Despite the decision of the United Nations Organization that was supposed to protect women in armed conflicts and ensure their wider participation in peace processes, they remain the first victims of armed conflicts and are underrepresented in diplomatic negotiations, officials testified before the Security Council yesterday Tuesday.

The UN is organizing the 67th meeting of the Commission on the Status of Women (CSW), an international body of the Economic and Social Council of the United Nations, in New York from Monday and for ten days.

On the eve of International Women’s Day, today Tuesday March 8, the director of UN Women, Sima Bachus, sounded an “alarm”, during a discussion on “women, peace and security” in the SA.

On 31 October 2000, the Council adopted resolution 1325 on “women, peace and security”. The text emphasized “the important role of women in the prevention and resolution of conflicts, in peace negotiations”.

“In the first 20 years (…) we witnessed historic advances for gender equality,” said Mrs.
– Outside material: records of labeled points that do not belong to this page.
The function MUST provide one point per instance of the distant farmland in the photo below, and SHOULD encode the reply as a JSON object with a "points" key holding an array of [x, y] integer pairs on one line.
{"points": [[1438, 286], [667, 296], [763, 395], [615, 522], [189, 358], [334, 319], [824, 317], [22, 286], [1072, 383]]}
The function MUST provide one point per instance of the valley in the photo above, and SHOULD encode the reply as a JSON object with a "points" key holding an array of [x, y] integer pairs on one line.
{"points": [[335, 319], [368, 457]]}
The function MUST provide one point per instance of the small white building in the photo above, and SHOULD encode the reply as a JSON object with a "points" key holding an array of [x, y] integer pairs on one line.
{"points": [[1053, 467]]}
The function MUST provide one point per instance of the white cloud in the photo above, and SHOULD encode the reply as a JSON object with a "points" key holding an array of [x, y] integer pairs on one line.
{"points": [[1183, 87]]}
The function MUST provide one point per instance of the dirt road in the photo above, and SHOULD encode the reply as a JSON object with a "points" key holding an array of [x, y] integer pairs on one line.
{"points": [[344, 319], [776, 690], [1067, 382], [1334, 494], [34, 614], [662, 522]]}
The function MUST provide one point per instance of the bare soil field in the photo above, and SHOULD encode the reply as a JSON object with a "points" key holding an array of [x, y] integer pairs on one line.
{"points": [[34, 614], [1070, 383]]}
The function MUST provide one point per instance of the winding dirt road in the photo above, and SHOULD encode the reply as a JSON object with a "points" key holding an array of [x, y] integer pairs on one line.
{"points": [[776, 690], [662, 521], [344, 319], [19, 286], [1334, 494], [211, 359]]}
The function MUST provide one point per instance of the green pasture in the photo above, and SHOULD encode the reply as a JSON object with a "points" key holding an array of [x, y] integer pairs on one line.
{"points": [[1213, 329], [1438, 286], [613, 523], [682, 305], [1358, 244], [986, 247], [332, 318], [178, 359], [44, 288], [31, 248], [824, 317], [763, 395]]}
Bachus.

But, he added, “we have not significantly changed the composition (of those sitting) at the peace negotiation tables, nor the impunity enjoyed by those who commit atrocities against women and girls.”

Ms Bachus cited Afghanistan as an example, where the Taliban, who retook power in 2021, turned the country into one of “the most extreme examples of backsliding on women’s rights”.

He also stood in Ukraine, where “women and their children represent 90% of the eight million Ukrainians forced to flee to other countries.”

Next to her, the US ambassador to the UN, Linda Thomas-Greenfield, called on the international community to “fully implement the ‘women, peace, security’ agenda as we approach the 25th anniversary of the adoption of Resolution 1325”, in October 2025.

Ms Thomas-Greenfield denounced the “violence and oppression faced by women and girls around the world, in Iran, Afghanistan, the Russian-held areas of Ukraine and so many other places”.

The representative of France at the meeting of the Security Council, Marlene Chiapas, undersecretary of the Social and Solidarity Economy of the government of Emmanuel Macron, formerly responsible for issues of equality between men and women, complained that “in all armed conflicts and crises (…) in Ukraine, Yemen, Somalia, women are severely affected, if not deliberately targeted, by sexual and gender-based violence.”